I guess my Dad sensed my alarm due to my frequent questions about death and then one day sat me down and told me that when a person dies his soul leaves the body and goes to heaven. He told me that I live in my body and that I will come out of it when I die and go to heaven. And that I wouldn’t be buried when I die but the body that I cast off like the snake skins that I had seen in the parambu around the house in Kerala would be buried. This took an enormous load off my shoulders and a big nagging worry somewhere in the backend of mind was lifted.

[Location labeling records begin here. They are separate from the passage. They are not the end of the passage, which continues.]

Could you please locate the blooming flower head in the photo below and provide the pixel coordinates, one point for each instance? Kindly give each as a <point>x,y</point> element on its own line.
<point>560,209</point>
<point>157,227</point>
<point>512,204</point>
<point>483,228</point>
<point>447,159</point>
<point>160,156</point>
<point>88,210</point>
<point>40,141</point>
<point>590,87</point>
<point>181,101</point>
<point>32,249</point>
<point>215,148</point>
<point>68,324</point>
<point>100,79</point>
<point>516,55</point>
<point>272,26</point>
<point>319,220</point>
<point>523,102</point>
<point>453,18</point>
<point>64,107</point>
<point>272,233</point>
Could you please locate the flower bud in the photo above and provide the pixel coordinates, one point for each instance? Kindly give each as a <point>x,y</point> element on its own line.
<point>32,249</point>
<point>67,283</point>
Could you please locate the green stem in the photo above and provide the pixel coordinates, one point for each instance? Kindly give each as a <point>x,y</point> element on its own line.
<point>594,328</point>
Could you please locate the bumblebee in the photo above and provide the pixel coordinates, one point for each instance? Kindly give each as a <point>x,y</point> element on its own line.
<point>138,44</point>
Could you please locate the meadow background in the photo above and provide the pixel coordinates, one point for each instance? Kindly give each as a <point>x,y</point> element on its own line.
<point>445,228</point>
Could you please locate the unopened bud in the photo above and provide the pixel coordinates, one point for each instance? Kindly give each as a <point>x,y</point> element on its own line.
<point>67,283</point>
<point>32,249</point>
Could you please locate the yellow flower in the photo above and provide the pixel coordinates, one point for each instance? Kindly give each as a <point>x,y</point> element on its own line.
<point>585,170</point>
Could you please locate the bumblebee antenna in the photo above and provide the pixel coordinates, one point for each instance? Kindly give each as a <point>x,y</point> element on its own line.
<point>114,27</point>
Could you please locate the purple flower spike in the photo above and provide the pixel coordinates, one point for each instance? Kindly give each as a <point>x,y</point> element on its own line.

Topics like death should be explained clearly to kids or kids come to their own conclusions and worry unnecessarily. The reason for this rant is my cousin brother’s daughter who was heard questioning him the same way I questioned my Mom years ago. My cousin brother struggled to answer and gave some vague reply about going to heaven etc. With his permission I told his little daughter the same thing my Dad told me years ago. She looked visibly relieved. My cousin brother also looked visibly relieved. Obviously his parents hadn’t explained the topic to him too. In the discussions that followed later in the house we concluded that topics like death should not be brushed under the carpet or shielded from kids. It is because of this that death becomes a morbid word for most of us. I think death like birth should be treated as a natural stage for every human. I have made my peace with death and the inevitability of death and don’t worry about it or think about it. But there are many who dread the word. Sad, life is for the living and not worrying about its end.
This beautiful quote illustrates my view of death.
“Death must be so beautiful. To lie in the soft brown earth, with the grasses waving above one's head, and listen to silence. To have no yesterday, and no to-morrow. To forget time, to forgive life, to be at peace."